Stop overlooking bards – life wouldn’t be the same without them

I was 38 years old when I realised I was a bard. I shouldn’t really have been surprised – I was Danny Zuko in my high school production of Grease after all, and then I was Frank n’ Furter in stockings and suspenders. But the realisation vexed me, because until that point I’d never had much time for bards. They were, as far as I was concerned – and I can barely bring myself to write it now – padding. Oh the hollowness! Oh the shame! How could I ever have been so empty? Yet, perhaps the fault was not entirely my own.

You see, I grew up on bards as interpreted by computer games, and to me, there, they were a forgettable class. They were there only to serve others. In Dark Age of Camelot, which I spent a long time playing, the bard-likes were the speed buff your group needed to get around quickly – that was their purpose. They could do a few other things but none as well as the other classes could. And in World of Warcraft, another game I put a lot of time into, bards weren’t a playable class at all.

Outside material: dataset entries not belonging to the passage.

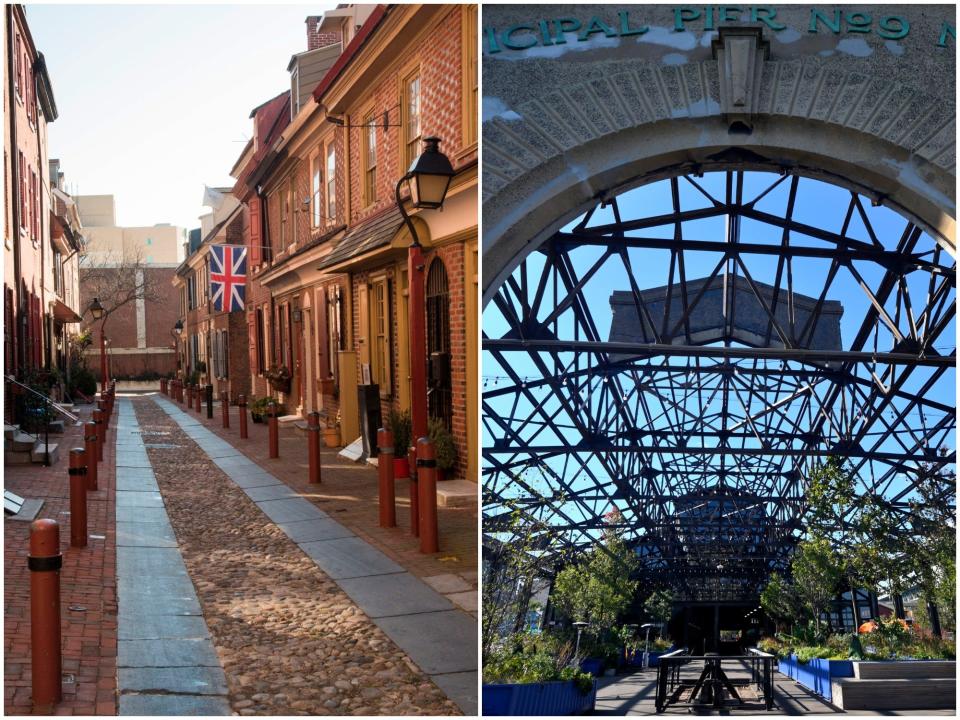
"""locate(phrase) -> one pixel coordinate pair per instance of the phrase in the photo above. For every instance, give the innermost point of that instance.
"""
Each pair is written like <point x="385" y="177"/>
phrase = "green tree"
<point x="779" y="600"/>
<point x="816" y="572"/>
<point x="659" y="606"/>
<point x="598" y="589"/>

Look across RPGs and it’s a similar story. There’s no bard class in the Divinity: Original Sin series, and in Dragon Age, the whole series, the bard only crops up as playable in Origins as a rogue subclass. Those series couldn’t be more heavily inspired by Dungeons & Dragons and yet, the poor old bard doesn’t get a look-in. And it leaves you wondering why. Or, it reinforces a belief somewhere in your head that bards aren’t good enough to make the cut.